Решма невозмутимо двинулся вперёд.

Они двинулись шумно, как безоговорочные хозяева этого леса, постепенно отклоняясь к северу, в сторону Дорогобужа.

Жидята распорядился связать очнувшегося от удара Ветлужу, вместе с Решмой, одним ошейником из кожаного ремня, и теперь, если бы один из них споткнулся, у обоих могла сломаться гортань, а то и шея.

Лочко, едва дышащего от побоев, оставили у болота, не решаясь убить слабоумного и надеясь, что он вскоре сам подохнет.

Один раз, в зарослях высоченного папоротника, стребляне остановились, поводя носами и припадая к земле, выслушивая подозрительные шумы; им показалось странным отсутствие птиц на деревьях.

Пока они разведывали местность, пленников уложили лицами в предварительно растревоженный муравейник.

– Ненавижу купцов, – сказал при этом Жидята, тыкая Решме в затылок ещё липкой от крови соплеменника палицей. – Только баб бесчестят. Шатаются. Разные ненужные вещи меняют на нужные. Выведывают. Клянусь Рысью, вырезал бы всех до единого, особливо бурундеев и черемисов.

Когда пленников подняли, чтобы продолжить путь, их лица были уже покрыты кашей из влажной старой хвои, личинок, злобно мечущихся муравьев-воинов.

– Ладно, снимите с купца грязь, его потом можно будет обменять или получить у Стовова выкуп, – смилостивился Жидята, от души потешаясь гримасами под жуткими масками. – А этого гада Ветлужу оставьте так. Пусть мается. Всё равно не жилец.
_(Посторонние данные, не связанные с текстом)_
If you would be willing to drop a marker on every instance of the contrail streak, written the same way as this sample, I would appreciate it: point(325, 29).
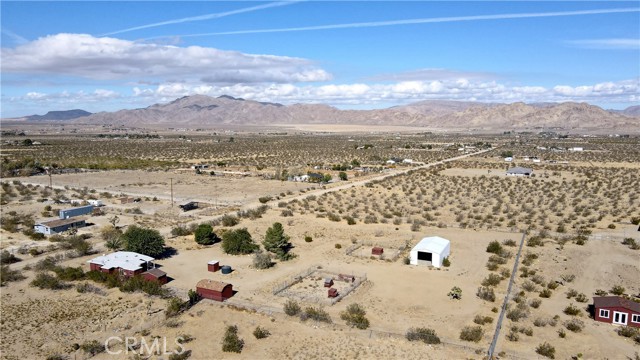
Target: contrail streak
point(423, 21)
point(206, 17)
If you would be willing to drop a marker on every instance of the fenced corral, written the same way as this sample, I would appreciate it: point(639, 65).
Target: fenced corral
point(363, 249)
point(309, 285)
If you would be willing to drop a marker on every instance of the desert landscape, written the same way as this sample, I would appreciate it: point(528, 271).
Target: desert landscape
point(567, 231)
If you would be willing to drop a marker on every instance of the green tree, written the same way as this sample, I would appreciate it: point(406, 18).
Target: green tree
point(238, 241)
point(277, 242)
point(204, 235)
point(144, 241)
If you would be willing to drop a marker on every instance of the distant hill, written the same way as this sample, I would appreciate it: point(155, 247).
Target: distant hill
point(60, 115)
point(205, 111)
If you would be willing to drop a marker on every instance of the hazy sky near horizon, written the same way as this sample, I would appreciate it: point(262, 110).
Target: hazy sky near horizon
point(111, 55)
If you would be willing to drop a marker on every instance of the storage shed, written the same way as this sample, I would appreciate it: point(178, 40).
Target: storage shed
point(213, 266)
point(333, 292)
point(214, 290)
point(155, 275)
point(430, 251)
point(77, 211)
point(616, 310)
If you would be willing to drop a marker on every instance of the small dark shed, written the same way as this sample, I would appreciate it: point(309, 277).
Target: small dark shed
point(155, 275)
point(213, 266)
point(214, 290)
point(333, 292)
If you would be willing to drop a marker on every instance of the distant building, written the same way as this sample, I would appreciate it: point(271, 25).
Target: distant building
point(616, 310)
point(58, 226)
point(519, 171)
point(77, 211)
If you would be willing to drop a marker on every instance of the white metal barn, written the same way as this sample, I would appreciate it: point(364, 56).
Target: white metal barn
point(430, 251)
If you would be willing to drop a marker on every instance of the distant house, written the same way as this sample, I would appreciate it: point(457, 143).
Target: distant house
point(58, 226)
point(126, 263)
point(77, 211)
point(616, 310)
point(214, 290)
point(519, 171)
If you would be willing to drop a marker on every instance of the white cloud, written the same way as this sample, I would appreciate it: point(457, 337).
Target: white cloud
point(614, 44)
point(107, 58)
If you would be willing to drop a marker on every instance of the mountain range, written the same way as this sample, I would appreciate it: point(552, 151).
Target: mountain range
point(204, 111)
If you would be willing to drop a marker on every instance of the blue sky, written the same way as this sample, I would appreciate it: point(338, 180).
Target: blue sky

Расцепите их.

Неожиданно Жидяте стало неуютно, неспокойно, он озадаченно закрутился на месте, прикладывая ладонь к затылку, к темени, как бы ища причину, и тут уткнулся в немигающий взгляд Решмы:

– Эй, ты чего, купец? Отвернись, убью! – Жидята невольно отступил на шаг и, когда Решма перенёс взгляд себе под ноги, прибавил: – Шивзда, вимзла, каланда… Эй, скрутите его ещё одной удавкой. С оберегом.

Потом они шли ещё очень долго, перебираясь через буреломы, чащобные заросли орешника и чертополоха, старательно огибая заранее примеченные следующим впереди следопытом волчьи ямы, силки и ловушки, вроде расстеленной под листвой кожаной петли, одним концом закреплённой на пригнутом вниз молодом, упругом дереве.

Иногда следопыт бросал вперёд камень или сук, так, больше для забавы, и дерево со свистом и треском распрямлялось, поднимая высоко вместе с петлёй ворохи листвы и выдранных с корнем кусточков.

Взлетали переполошённые птицы, шарахались в сторону затаившиеся неподалёку рысь, куница или кабаний выводок, а стребляне довольно щерились, уже вдыхая дым недалёкой стоянки, на ходу собирая за пазуху наиболее крепкие, крупные грибы.

Миновав сторожу из двух стреблян, таящихся между мощными ветвями древнего, умершего дуба, через полсотни шагов отряд вышел на просторную поляну, очерченную полумесяцем неглубокого оврага.

Десятка два наскоро сооружённых шалашей и столько же навесов из шкур беспорядочно заполняли эту поляну.

Это была стоянка Претича.

Среди шалашей, навесов и костров кишели стребляне. Среди них не было ни одного старика, ни одной женщины или ребёнка. Только воины, не снявшие, как обычно на отдыхе, кожаных панцирей, шапок, не выпускающие из рук оружие.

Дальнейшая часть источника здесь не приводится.